Many of us with disabilities cannot work and therefore have rather limited incomes. Holidays can be expensive, putting us in a difficult situation. From higher heating bills, to food for parties and of course presents the extra expenses can really build up. In the U.K. the government counts household income for benefits, which means I do not get very much, and often feel bad for not contributing the year round let alone at this time of year. I try to help in other ways, though. I am often the one who comes up with ideas for presents and does all the wrapping. My input has been very clear to some in my partner’s family, and it means a lot for them to say that. It is meant to be the thought that counts, after all! This however can come with a stigma, I have been accused of not getting anyone anything because of it, even though I do contribute monetarily as well, and it is often a large portion of my small personal budget. This is very upsetting and I hope no one comes into contact with this attitude, but I guess all I can say if you do, is “sod ’em,” they’re really not in the “spirit” of things at all.
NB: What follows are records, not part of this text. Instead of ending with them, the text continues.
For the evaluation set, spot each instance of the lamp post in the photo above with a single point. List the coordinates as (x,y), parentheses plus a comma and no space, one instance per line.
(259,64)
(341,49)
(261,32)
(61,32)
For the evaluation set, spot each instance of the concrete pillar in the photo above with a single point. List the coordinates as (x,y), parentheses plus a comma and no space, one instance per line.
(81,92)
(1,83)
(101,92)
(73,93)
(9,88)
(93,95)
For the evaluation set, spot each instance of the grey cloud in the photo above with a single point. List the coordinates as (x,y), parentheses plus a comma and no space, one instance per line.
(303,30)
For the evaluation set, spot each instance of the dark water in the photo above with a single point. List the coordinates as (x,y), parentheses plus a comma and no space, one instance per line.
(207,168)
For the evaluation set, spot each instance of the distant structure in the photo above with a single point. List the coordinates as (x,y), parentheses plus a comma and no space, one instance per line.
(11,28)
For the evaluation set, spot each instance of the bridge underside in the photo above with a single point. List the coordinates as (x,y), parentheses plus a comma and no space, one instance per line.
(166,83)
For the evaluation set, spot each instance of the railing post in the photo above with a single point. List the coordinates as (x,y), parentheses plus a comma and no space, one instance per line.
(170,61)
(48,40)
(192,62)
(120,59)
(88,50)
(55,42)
Just because we are poor monetarily doesn’t mean we can’t give in other ways. One way is through creativity — you can produce cheap presents with a lot of thought. I have given presents such as drawings, memory books, poems and origami before, and the people seemed to have liked them, maybe more so than anything I might have bought them! Have a think about what you’re good at and see if you can do something with it. It is often hard to see value in our own creations, but it is one of the most genuine and best gifts you can give someone.